Aprovecha todos los descuentos disponibles por pronto pago.

Crea una política de no adelantos en efectivo (tanto a externos como a empleados).

Establece políticas y procesos de pago para minimizar la posibilidad de pagos fraudulentos por parte de colaboradores.

Otras herramientas disponibles para manejar tu flujo de efectivo son:
Líneas de crédito. Los bancos son menos propensos a prestar cuando a alguien le urge el dinero.  Por eso, la recomendación es abrir líneas de crédito aunque no las necesites para que estén disponibles por si tienes problemas de liquidez, que es la disponibilidad de dinero para cumplir eficientemente con las necesidades de efectivo diarias de la compañía.

Asegúrate de que estas líneas de crédito te ofrezcan flexibilidad para obtener los recursos en el momento en que los requieras. También que puedas pagar anticipadamente el préstamo antes de tiempo sin penalización, ahorrándote así intereses.
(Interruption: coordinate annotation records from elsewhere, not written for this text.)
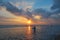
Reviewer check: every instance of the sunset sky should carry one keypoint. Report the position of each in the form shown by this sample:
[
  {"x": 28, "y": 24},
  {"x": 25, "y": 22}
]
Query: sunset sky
[{"x": 16, "y": 12}]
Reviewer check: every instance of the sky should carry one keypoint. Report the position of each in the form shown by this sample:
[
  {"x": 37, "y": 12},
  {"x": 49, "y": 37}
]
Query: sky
[{"x": 16, "y": 12}]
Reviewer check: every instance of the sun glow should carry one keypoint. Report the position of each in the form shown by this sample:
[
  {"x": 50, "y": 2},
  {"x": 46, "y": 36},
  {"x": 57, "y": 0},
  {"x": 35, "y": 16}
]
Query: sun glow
[{"x": 29, "y": 22}]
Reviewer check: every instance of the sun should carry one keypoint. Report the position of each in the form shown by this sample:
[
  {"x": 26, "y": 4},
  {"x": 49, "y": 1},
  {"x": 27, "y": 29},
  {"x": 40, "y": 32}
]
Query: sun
[{"x": 29, "y": 22}]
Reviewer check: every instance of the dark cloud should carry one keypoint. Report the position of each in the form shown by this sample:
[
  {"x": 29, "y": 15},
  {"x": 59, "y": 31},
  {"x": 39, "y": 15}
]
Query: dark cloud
[{"x": 42, "y": 12}]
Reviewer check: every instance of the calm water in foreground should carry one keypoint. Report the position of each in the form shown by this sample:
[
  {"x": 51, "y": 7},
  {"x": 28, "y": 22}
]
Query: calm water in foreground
[{"x": 28, "y": 33}]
Factoraje. Otra opción es descontar los documentos por medio del factoraje. Esto significa endosar una cuenta por cobrar a un tercero (empresa de factoraje) para que éste la cobre después a cambio de anticipar el efectivo por el total de la cuenta menos un porcentaje (de ahí el término descontar).

Mejora la cobranza

Existen varias maneras de hacer más eficiente el cobro a tus clientes:

Para empezar, revisa el desfase entre la venta a crédito del bien o servicio y la emisión del requerimiento de pago. Promueve una facturación frecuente y puntual de las cuentas por cobrar, evitando emitir las facturas a fin de mes, sino inmediatamente después de la venta.

Si estás en posibilidades, pide un porcentaje de la venta como adelanto y no pierdas el control del producto o servicio que ofreces hasta que el cliente haga el pago final. Claro, esto no siempre es posible. Así que averigua cuáles son los tiempos de cobro de tus competidores y adopta los más breves.

Una práctica muy efectiva para acelerar la entrada de efectivo es ofrecer descuentos por pronto pago a tus clientes para motivarlos a que cubran sus deudas lo antes posible.

Para que esto funcione, el monto del descuento tiene que ser más alto que el rendimiento que obtendría el cliente si metiera ese dinero a una cuenta de inversión, que le daría, digamos, un 2%. De modo que si ofreces un 5% de descuento es probable que el comprador lo tome.
“Lo mejor es dejarle al cliente las condiciones muy claras desde el inicio”, recomienda el catedrático del ITAM. Por ejemplo: un descuento del 5% si el pago es inmediato, del 2% si el pago es en 15 días y el monto neto si paga a 30 días. Todas estas condiciones ponlas por escrito.

Si estás dando descuentos por pronto pago, “revisa su efecto en la entrada anticipada de efectivo y si el descuento es muy alto o bajo”, recomienda el libro Presupuesto: planeación de utilidades y control, de Glenn Welsch. También monitorea si la política de descuentos es respetada (no lo es si se aplica el descuento después de la fecha límite de pago).

La alternativa opuesta a los descuentos es una penalización por pago tardío. Esta práctica podría poner en riesgo tu relación con el cliente y llevarla a cabo depende mucho de tu poder de negociación. Sin embargo, vale la pena que analices cuánta entrada de efectivo se pierde al no cargar un interés por pago tardío.

Para evitar futuros dolores de cabeza, revisa tus procesos de otorgamiento de crédito para determinar si se están descartando riesgos crediticios. Asimismo, analiza si tu empresa está anticipando las cuentas morosas y realizando acciones de cobro pertinentes antes de que las cuentas se vuelvan incobrables.

Para determinar si un cliente representa un riesgo de no pagar sus deudas:
Pide que llene una solicitud de crédito, que incluya información básica como nombre, dirección, información de contacto, RFC y referencias de otros negocios que le hayan otorgado financiamiento. Y no olvides verificar toda la información.

Investiga por tu cuenta en Internet, en el sitio corporativo de la compañía, las redes sociales y a través de motores de búsqueda si la empresa tiene problemas que podrían afectar su capacidad de pago.

En el caso de un cliente moroso, si le ofreces un plan de pagos, es clave que éste sea realista y las condiciones estén por escrito. De lo contrario, la relación con el cliente puede deteriorarse al grado de llevar a un rompimiento de la relación comercial: cuando tú dejes de surtirle y él ya no te haga más pedidos.